In Het Editoriaal: "Volgens de theosofie kan het lijden in de wereld, en dus ook deze ramp, niet worden verklaard door de aanname dat een almachtige God de schepper is van ons lot. De esoterische filosofie leert immers dat een persoonlijke God niet bestaat. Het probleem is reeds tweeëntwintig eeuwen geleden helder verwoord door de Griekse filosoof Epicurus: 'Of God wenst het kwaad uit deze wereld te verwijderen en kan dit niet, òf hij kan het maar wil het niet, òf kan het wel en wil het. Als hij het wil en niet kan is het onmacht, wat in tegenspraak is met de aard van God; als hij het kan en niet wil is het slechtheid en dat is niet minder in strijd met zijn aard; als hij het niet wil en niet kan is dit zowel slechtheid als onmacht; en als hij het kan en wil (alleen deze voorwaarden passen bij God), waar komt dan het kwaad dat in de wereld bestaat vandaan?'" (Aangehaald door Lactantius in zijn De Ira Dei (Over de Woede van God), hoofdstuk XIII.)
Ik zal ongetwijfeld verder lezen, ook het wetenschappelijk artikel met veel feiten vanaf het WWW, en via Judge, Blavatsky en het Corpus Hermeticum.
De Loge (met het motto: De ware Theosoof behoort tot geen geloof noch sekte en toch behoort hij tot alle) kondigt zondagmorgenbijeenkomsten aan van 11u tot 12.15 in 't Klokhuis aan de Celebesstraat 4, 2585 TJ Den Haag. Info Elzendreef 279, 2272 CM Voorburg, 070-3865712.

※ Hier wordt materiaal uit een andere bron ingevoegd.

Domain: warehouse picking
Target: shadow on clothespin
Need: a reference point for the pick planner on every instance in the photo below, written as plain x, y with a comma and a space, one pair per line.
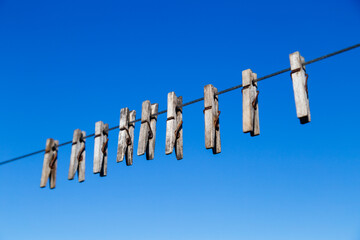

Het gaat om de volgende data: 6 en 20 maart, 3 en 17 april, l, 15 mei en 29 mei, alsmede 12 juni. Van harte welkom, toegang vrij, gelegenheid tot stellen van vragen en napraten bij een kopje koffie of thee. Over studiemiddagen info op adres voornoemd. Dit was uw (bijna dagelijkse) postduif, op vleugels van gezang: Simon Vinkenoog.